The list industry appears poised for a gradual comeback this year if the current rate of renewed activity-both online and off-can be sustained.

"Several of our customers are giving us strong commitments in direct mail and e-mail," said Ed Mallin, president of Walter Karl Inc., one of several list management companies that have seen an uptick in business in recent months. "We started to see a little light at the end of the tunnel at the end of fourth quarter and clients pulling together mail plans for first quarter."

Deb Goldstein, president of IDG List Services, said: "It has really picked up. My January, which goes from mid-December to mid-January, was abysmal. But my [fiscal] first quarter overall was very good, and February is showing signs of life. The door has opened a crack."

Goldstein said she's also been hearing good news from her peers in the industry, although everyone admits conditions are still somewhat tentative.

Rich Riley, president-CEO of New England Business Service Inc., which sells business products to small companies through catalogs and its Web site, said: "There's a different sentiment than a year ago. Where last year, almost universally, companies were more conservative and said they were cutting back, this year substantially more were saying it was going to be a better year."

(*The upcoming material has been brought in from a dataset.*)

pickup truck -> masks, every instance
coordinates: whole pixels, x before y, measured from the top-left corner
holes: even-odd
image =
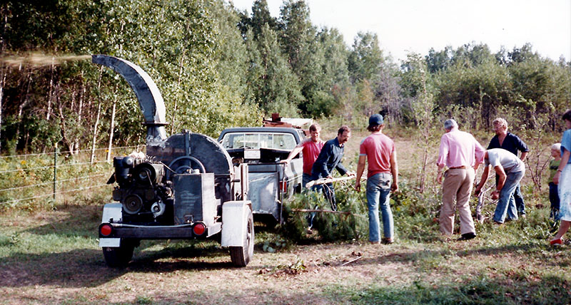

Some list managers are restrained in their optimism. They say that while orders are on the rise, they're generally smaller and that companies are taking longer to commit to major campaigns.

"We are growing," said Doug Carpenter, director of list management at 21st Century Marketing. "I don't think it will be huge steps forward. We're not where we were in 2000, and 2003 will not exceed 2000. But we are taking positive steps forward."

A rough year

The list industry took a beating in 2002, as list owners moved lists from one manager to another in an effort to trigger more rental activity amid a slumping economy. That shifting has not subsided completely, as indicated by a number of list management changes since the start of the year. "There are a bunch of files moving around from manager to manager," said Lee Kroll, CEO of Kroll Direct Marketing.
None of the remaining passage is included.